# Old School BMX.



## IbanezDaemon (Sep 4, 2013)

Any old school BMX fans on here?? I was big into BMX back in the 80's/ Owned quite a few cool bikes including a Haro Freestyler, Mongoose Supergoose, Skyway T/A and a Kuwahara Lazer Lite amongst others. I'd love hear of bikes you own/owned. Pics would be great.

I've a strong yearning these days to recreate the Haro Freestyler Master
I built way back in 1984.

The spec of that bike if memory serves me correct was:

Frame: Haro Freestyler Master (1984)

Wheels: Skyway Tuff II's (white)

Crank: Sugino 1 piece

Bars: GT Pro Santa Ana (chrome)

Stem: Tuf Neck Pro (blue)

Brakes: Dia Compe MX1000 (blue)

Chain Ring: Tuf Neck (blue)

Disc: Tuf Neck Power Disc (aluminium)

Seat: Kashimax Aero (blue)

Sprocket: Suntour (blue)

Pedals: Shimano DX (blue)

Cables: Haro (Green)

Clamp: MX (blue)

Tyres: GT (black)

Grips: ODI Mushrooms (blue)

Plate: Haro Tech Plate.

It looked somewhat like the bike below, but obviously with the parts
listed above.


----------



## mr_rainmaker (Sep 5, 2013)

used to ride backintheday,rode, played music with some cool dudes back then.


----------



## Daf57 (Sep 5, 2013)

Actually never had a cool BMX bike - rode a lot of BMX in the "very" early days (70s) - we rode stingray bikes with motocross bars clamped into the gooseneck with nails or whatever to get it tight. Eventually had a friend who's dad would weld them on for us. We used 10 speed seats and extra long axles with several roles of electrical tape wrapped around for any tricks we might try! I guess we kind of pioneered the sport a bit. There were no organized races or events at that time. By the time I was into big dirt bikes they were actually producing the cool BMX kits. I'm glad you brought this up because I had forgotten all about it. That's a hoot!  

But now I'm into Mountain Bike (got a Specialized Epic Comp) and I get to go crazy over all the cool components!


----------



## skeels (Sep 5, 2013)

I miss hearing people say "chromoly"....





Also, mag wheels ftw!

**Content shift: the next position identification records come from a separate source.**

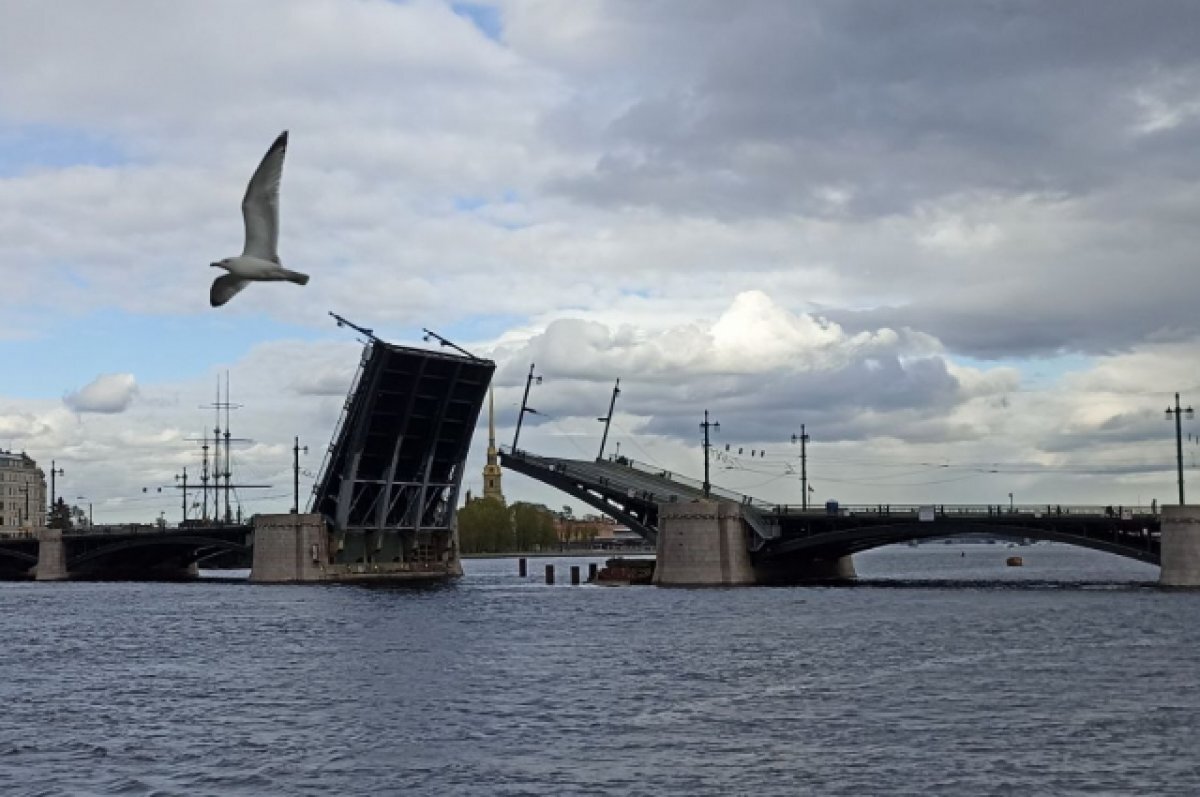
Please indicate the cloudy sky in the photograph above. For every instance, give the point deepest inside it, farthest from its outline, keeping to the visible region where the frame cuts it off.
(957, 241)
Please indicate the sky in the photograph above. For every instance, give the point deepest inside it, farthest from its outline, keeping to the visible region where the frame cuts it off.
(957, 243)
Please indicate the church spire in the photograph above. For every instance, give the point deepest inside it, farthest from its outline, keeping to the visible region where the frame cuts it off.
(492, 469)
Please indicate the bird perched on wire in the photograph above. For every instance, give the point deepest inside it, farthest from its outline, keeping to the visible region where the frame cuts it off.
(259, 259)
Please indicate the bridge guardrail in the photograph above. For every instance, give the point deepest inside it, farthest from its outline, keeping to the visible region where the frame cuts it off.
(978, 510)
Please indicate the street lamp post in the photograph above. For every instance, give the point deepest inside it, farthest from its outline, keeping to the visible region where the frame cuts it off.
(525, 408)
(295, 474)
(24, 489)
(53, 473)
(90, 523)
(1179, 412)
(803, 439)
(607, 419)
(715, 426)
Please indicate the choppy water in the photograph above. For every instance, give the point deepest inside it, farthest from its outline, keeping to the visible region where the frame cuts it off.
(943, 673)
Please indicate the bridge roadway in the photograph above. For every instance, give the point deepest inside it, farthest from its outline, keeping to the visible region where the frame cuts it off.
(631, 492)
(132, 551)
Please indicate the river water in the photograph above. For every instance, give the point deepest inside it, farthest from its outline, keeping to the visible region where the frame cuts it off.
(943, 672)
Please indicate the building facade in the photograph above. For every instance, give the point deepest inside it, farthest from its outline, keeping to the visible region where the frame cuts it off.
(22, 492)
(492, 469)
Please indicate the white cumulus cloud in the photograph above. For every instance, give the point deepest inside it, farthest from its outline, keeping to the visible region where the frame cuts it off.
(107, 394)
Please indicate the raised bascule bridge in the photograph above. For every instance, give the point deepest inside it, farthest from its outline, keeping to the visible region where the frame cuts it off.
(383, 507)
(729, 538)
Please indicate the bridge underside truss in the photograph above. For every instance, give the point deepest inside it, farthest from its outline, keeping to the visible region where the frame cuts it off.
(636, 509)
(835, 537)
(395, 463)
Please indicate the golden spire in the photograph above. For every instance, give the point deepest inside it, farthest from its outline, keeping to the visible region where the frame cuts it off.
(492, 469)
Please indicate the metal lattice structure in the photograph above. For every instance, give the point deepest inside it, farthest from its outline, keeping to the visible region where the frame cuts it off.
(396, 460)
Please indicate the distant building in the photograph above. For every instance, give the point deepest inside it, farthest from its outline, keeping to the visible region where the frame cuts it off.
(22, 492)
(492, 469)
(594, 531)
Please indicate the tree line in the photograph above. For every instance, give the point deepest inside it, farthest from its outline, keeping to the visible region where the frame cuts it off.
(486, 526)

Even though they weigh a ton....


----------



## mr_rainmaker (Sep 5, 2013)




----------



## mr_rainmaker (Sep 5, 2013)

wish I had a scanner I gots some cool pics from backintheday, got pics of matt hoffman when he just turned 14 showing up at the comp/ haro show and taking the haro team to SCHOOL on that tiny assed 1/4 pipe,and the manager running off to find a phone to call haro too tell them about this kid...


----------



## TRENCHLORD (Sep 5, 2013)

I just wanted Nicole to ride my handle bar. That is all.


----------



## Electric Wizard (Sep 5, 2013)

I dunno what the cutoff is for old school. I had some (I thought) pretty nice bikes back in the day;


First one was a Dyno Air in the mid '90s. Loved it to death. My best friend at the time had a gold Dyno Comp and we got into all sorts of hijinks on them.

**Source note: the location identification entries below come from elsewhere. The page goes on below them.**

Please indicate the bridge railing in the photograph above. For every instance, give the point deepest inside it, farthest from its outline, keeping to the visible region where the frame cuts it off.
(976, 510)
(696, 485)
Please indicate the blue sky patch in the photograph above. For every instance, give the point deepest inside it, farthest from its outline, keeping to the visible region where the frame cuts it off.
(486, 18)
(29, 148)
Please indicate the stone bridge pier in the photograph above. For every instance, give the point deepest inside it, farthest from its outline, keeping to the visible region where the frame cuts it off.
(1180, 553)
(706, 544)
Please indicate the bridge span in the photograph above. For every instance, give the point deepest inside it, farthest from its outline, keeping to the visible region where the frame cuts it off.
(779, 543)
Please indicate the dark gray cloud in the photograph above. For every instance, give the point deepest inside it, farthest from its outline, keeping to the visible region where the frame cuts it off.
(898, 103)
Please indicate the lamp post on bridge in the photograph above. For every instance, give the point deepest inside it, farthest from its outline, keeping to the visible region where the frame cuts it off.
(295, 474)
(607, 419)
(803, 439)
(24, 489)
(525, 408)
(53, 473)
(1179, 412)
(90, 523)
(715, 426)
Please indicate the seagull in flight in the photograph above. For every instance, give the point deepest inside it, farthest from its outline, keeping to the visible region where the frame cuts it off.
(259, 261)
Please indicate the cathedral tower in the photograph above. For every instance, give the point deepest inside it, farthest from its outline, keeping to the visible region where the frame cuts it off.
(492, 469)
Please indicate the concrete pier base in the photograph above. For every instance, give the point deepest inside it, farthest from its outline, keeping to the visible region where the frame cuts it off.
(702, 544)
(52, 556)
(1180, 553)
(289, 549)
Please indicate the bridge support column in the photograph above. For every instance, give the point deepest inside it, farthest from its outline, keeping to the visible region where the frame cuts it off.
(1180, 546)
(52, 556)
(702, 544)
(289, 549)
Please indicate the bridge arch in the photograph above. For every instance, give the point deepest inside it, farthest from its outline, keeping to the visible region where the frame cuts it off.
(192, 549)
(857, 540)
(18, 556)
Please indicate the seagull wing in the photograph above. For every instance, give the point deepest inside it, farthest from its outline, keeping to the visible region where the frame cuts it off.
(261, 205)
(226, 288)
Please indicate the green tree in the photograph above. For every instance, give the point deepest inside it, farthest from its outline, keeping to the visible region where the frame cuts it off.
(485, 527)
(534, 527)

Then around maybe '02 I got a Haro Nyquist R2





Rode that until I was old enough to drive, and then summarily forgot about biking like any good American. 

Happy to say that I'm finally getting back into cycling now that I live somewhere that has bike lanes.


----------



## Thep (Sep 6, 2013)

Besides guitar, BMX was my favorite hobby as a teenager. I was never really good at it, but I was obsessed with everything Dave Mirra and Ryan Nyquist. 

Had a Haro F3 until it was stolen. Was really bummed that my mom didn't buy me a new one, but it was a good thing since I was off to college and my children's health insurance would expire. I knew we wouldn't be able to afford any medical bills if/when a bad accident would happen.

I think about getting back into it every week, but I'm going to wait till until I have all my ducks in order.


----------



## watson503 (Sep 6, 2013)

I used to love bmx/freestyle way back when - first bike I got was a Diamondback Viper, saved my lunch money for what seemed like forever only to have it stolen by a pos that was almost ten years older than I was not even two weeks after I got it. About two years later I finally got a GT Pro Performer that looked just like this one but I added on a Dyno (I think) sprocket that looked like a compact disc lmao, Mushroom grips, and a pair of red die caps. I traded that bike about 15 years ago for a shitty tattoo, I could kick myself still to this day for ever getting rid of it. Those were great times.


----------



## tommychains (Sep 6, 2013)

Not too old but figured I would contribute.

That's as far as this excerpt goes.